Safe Harbor
by Michael R. Burch
for Kevin N. Roberts
The sea at night seems
an alembic of dreams—
the moans of the gulls,
the foghorns’ bawlings.
A century late
to be melancholy,
I watch the last shrimp boat as it steams
to safe harbor again.
In the twilight she gleams
with a festive light,
done with her trawlings,
ready to sleep . . .
Deep, deep, in delight
glide the creatures of night,
elusive and bright
as the poet’s dreams.
Published by The Lyric, Romantics Quarterly, Angle, Poetry Porch and Poetry Life & Times. Keywords/Tags: Kevin Roberts, Kevin N. Roberts, Kevin Nicholas Roberts, Romantic, Poet, Romanticism, safe, harbor, night, dreams, imagination
These are poems I wrote for my friend Kevin Nicholas Roberts, who in addition to being a talented Romantic poet, was the founder and first editor of Romantics Quarterly.
Ophelia
by Michael R. Burch
for Kevin N. Roberts
Ophelia, madness suits you well,
as the ocean sounds in an empty shell,
as the moon shines brightest in a starless sky,
as suns supernova before they die ...
My "Ophelia" was inspired by Kevin's "Ophelia" and, of course, by Shakespeare's Ophelia in "Hamlet."
Goddess
by Michael R. Burch
for Kevin N. Roberts
“What will you conceive in me?”—
I asked her.
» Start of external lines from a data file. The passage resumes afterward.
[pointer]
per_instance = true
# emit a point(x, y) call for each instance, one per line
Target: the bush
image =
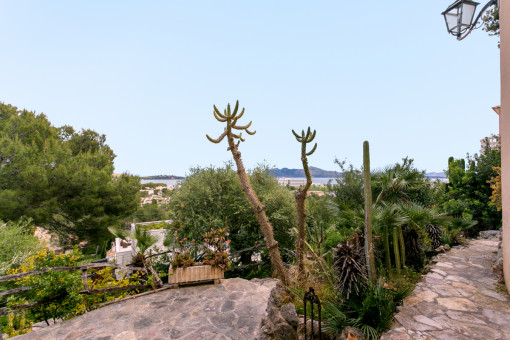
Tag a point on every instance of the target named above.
point(16, 243)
But she
only smiled.
“Naked, I bore your child
when the wolf wind howled,
when the cold moon scowled . . .
naked, and gladly.”
“What will become of me?”—
I asked her, as she
absently stroked my hand.
Centuries later, I understand:
she whispered—“I Am.”
Published by Romantics Quarterly (the first poem in the first issue), Penny Dreadful, Unlikely Stories, Underground Poets, Poetically Speaking, Poetry Life & Times and Little Brown Poetry. Keywords: Muse, Goddess, Erato, Beloved, poetic, inspiration, lyric, poetry, divinity, Orpheus, Sappho
Talent
by Michael R. Burch
for Kevin Nicholas Roberts
I liked the first passage
of her poem—where it led
(though not nearly enough
to retract what I said.)
Now the book propped up here
flutters, scarcely half read.
It will keep.
Before sleep,
let me read yours instead.
There's something of love
in the rhythms of night
—in the throb of streets
where the late workers drone,
in the sounds that attend
each day’s sad, squalid end—
that reminds us: till death
we are never alone.
So we write from the hearts
that will fail us anon,
words in red
truly bled
though they cannot reveal
whence they came,
who they're for.
And the tap at the door
goes unanswered. We write,
for there is nothing more
than a verse,
than a song,
than this chant of the blessed:
If these words
be my sins,
let me die unconfessed!
Unconfessed, unrepentant;
I rescind all my vows!
Write till sleep:
it’s the leap
only Talent allows.
"Talent" was a poem Kevin liked and requested more than once.
Too Gentle, Angelic
by Michael R. Burch
for Kevin Nicholas Roberts
Too gentle, angelic for Nature, child,
too pure of heart for Religion’s vice . . .
Oh, charm us again, let us be beguiled!
With your passionate warmth melt men’s hearts of ice.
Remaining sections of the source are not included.